R&D: Four Articles on DNA Data Storage Technologies
Evolved DNAzymes and stable activation chemistry enable high-efficiency DNA ligation; Quantitative assessment of randomized DNA base sequences using multi-model physical analysis for high-fidelity data storage; Approaching single-molecule assembly-free readout from medium-length encoded DNA; From molecules to megabytes, comprehensive review of DNA-based data storage systems
This is a Press Release edited by StorageNewsletter.com on December 24, 2025 at 2:00 pmR&D: Evolved DNAzymes and Stable Activation Chemistry Enable High-Efficiency DNA Ligation
Advances improve the practicality of DNAzymes for ligation-based applications and broaden their potential use in DNA data storage.

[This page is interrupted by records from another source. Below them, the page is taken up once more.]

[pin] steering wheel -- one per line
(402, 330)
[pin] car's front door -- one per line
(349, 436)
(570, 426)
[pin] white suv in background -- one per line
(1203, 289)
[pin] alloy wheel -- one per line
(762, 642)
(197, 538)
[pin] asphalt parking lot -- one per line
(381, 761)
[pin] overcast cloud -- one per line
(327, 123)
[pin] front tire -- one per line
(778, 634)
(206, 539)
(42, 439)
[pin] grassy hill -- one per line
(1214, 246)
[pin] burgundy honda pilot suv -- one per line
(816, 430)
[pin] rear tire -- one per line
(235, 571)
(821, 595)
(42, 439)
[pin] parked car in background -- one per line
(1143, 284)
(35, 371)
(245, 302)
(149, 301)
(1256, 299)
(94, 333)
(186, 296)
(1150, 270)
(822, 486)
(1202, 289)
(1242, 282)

ChemEurJ has published an article written by Connor Nurmi, Department of Biochemistry and Biomedical Sciences, McMaster University, Hamilton, Ontario, Canada, and Biointerfaces Institute, McMaster University, Hamilton, Ontario, Canada, Gemma Mendonsa, Mengdi Bao, Seagate Research Group, Seagate Technology, Shakopee, USA , and Yingfu Li, Department of Biochemistry and Biomedical Sciences, McMaster University, Hamilton, Ontario, Canada.
Abstract: “DNA ligation is a fundamental reaction used in a variety of applications, typically performed by T4 DNA ligase. For certain applications, such as DNA data storage, DNA-ligating DNAzymes offer a more stable and cost-effective alternative to protein enzymes. The E47 DNAzyme is among the most efficient DNA-ligating DNAzymes reported, but it still lacks sufficient activity for widespread adoption and requires a highly unstable phosphoimidazole-activated DNA substrate to function. In this study, we performed in vitro selection using a pre-structured library based on E47 and identified sequences with more than a twofold increase in ligation activity, representing the fastest DNA-ligating DNAzymes reported to date. We also screened alternative imidazolide compounds for substrate activation and found that phosphobenzimidazole-activated DNA substrates are significantly more stable, remaining intact for at least 24 h at room temperature. These advances improve the practicality of DNAzymes for ligation-based applications and broaden their potential use in DNA data storage.“
R&D: Quantitative Assessment of Randomized DNA Base Sequences Using Multi-Model Physical Analysis for High-Fidelity Data Storage
Multi-model assessment establishes a robust strategy for designing DNA sequences with superior stability, reliability, and scalability for future molecular data storage systems.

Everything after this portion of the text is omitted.